The cruisy trip south also gave me time to dial in my preference for the N mode – neatly accessed via lower paddles inside the steering wheel. My less aggressive setting (N2 on the right paddle) will be reserved for brisk road use, with the exhaust, engine and ESC all set to Sport, but with the steering in Normal (the middle setting). Meanwhile, N1 is reserved for future track use: Sport+ for the exhaust and drivetrain, and ESC completely disengaged.
With the N2 paddle engaged, I headed out to one of my favourite stretches of road away from holidaying revellers for a ‘bonding’ drive. The road in question is a dead-end ribbon that’s tight and full of surprising dips, surface changes and off-camber bends – a baptism of fire that swiftly confirms whether any car is up to the task of making me smile.
The i20 N’s firm brake pedal and sharp steering response inspired instant confidence as the road descended, letting me choreograph the i20 N’s rear end around an invisible axis below the crook of my knee as the figure-hugging, cloth-appointed seats transmitted high-definition information to my coccyx. Already, it’s off to a fine start.
Then the opposite-direction assessment, which required working the i20 N’s throttle and gearbox – the throw of which is meaty and mechanical, though not as well-oiled as a Civic Type R’s – while conducting sweet heel-toe shifts.
The amount of grip from the HN-stamped 215/40R18 Pirelli P Zero tyres is prodigious and the mechanical limited-slip front diff works hard in tugging the i20 N out of corners. It’s all highly addictive. Only at the top did I realise how loudly I was laughing – the i20 N is like a tonic among the scores of midsize SUVs and dual-cabs we’re subjected to these days and I love it.
Normally, this is where I’d counter with a “but”, saying how poor the fuel economy is or something, but with only 1175kg to push around – confirmed by the Chasing Cars scales – the i20 N is averaging 8.6L/100km.
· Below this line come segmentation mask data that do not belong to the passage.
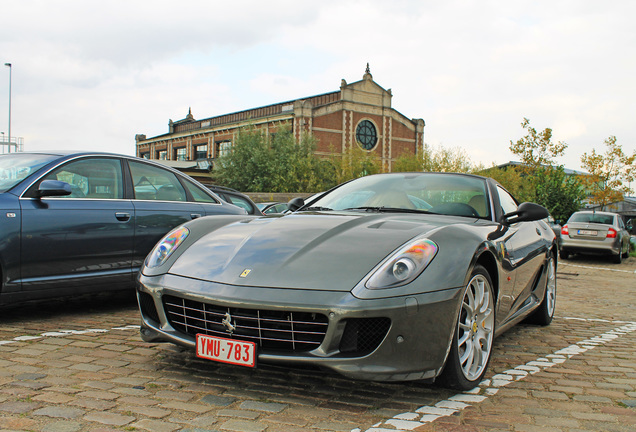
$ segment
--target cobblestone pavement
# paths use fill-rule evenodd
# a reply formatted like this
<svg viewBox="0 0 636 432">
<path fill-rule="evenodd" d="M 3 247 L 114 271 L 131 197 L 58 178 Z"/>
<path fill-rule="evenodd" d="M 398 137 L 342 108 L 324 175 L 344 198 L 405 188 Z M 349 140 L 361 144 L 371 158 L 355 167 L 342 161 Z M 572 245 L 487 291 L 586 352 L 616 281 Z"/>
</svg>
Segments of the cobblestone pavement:
<svg viewBox="0 0 636 432">
<path fill-rule="evenodd" d="M 559 263 L 557 317 L 499 337 L 488 379 L 421 383 L 198 359 L 131 296 L 0 310 L 0 431 L 634 431 L 636 259 Z"/>
</svg>

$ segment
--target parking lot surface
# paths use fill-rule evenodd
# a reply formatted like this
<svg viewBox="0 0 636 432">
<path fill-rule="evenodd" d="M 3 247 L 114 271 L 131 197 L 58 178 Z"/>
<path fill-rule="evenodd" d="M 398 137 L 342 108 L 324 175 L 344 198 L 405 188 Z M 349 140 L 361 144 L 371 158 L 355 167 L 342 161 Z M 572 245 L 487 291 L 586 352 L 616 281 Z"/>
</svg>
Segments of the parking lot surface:
<svg viewBox="0 0 636 432">
<path fill-rule="evenodd" d="M 198 359 L 144 343 L 130 294 L 2 308 L 0 431 L 121 430 L 634 431 L 636 259 L 561 260 L 552 325 L 499 337 L 465 393 Z"/>
</svg>

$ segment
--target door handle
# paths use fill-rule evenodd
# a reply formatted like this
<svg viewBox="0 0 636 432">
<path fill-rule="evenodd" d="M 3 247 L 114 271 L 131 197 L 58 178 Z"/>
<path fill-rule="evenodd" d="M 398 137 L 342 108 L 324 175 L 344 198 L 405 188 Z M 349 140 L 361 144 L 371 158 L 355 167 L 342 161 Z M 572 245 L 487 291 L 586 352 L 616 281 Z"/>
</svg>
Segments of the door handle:
<svg viewBox="0 0 636 432">
<path fill-rule="evenodd" d="M 190 213 L 190 217 L 191 217 L 192 219 L 198 219 L 198 218 L 200 218 L 200 217 L 201 217 L 201 215 L 200 215 L 199 213 Z"/>
<path fill-rule="evenodd" d="M 115 213 L 115 217 L 119 221 L 126 222 L 130 220 L 130 213 L 117 212 Z"/>
</svg>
And you can even feed it 91 octane regular unleaded, not that I’d ever do it!
If you can’t tell by now, I’m pretty much smitten with the i20 N so far, though there are still some lingering doubts. I can’t help thinking a set of lightweight 17-inch wheels with higher-profile tyres would settle the ride a bit, and I yearn for a more rambunctious, i30 N-like response from the 1.6-litre turbo four-cylinder.
Let’s see how those feelings evolve over the next six months.
(personal notes, niggling annoyances: only driver gets auto up/down windows, lame fuel filler cap, doughy throttle response at low RPMs, engine could sparkle more, doesn’t glide over bumps like an RS Clio)
Sales notes: evidently there’s some HYPE! To the end of 2021, there have been 259 registrations, compared to its main rival (FiST) which has only recorded 342 despite being on sale for the full 12 months, where the i20 has only been trickling out of dealerships since October.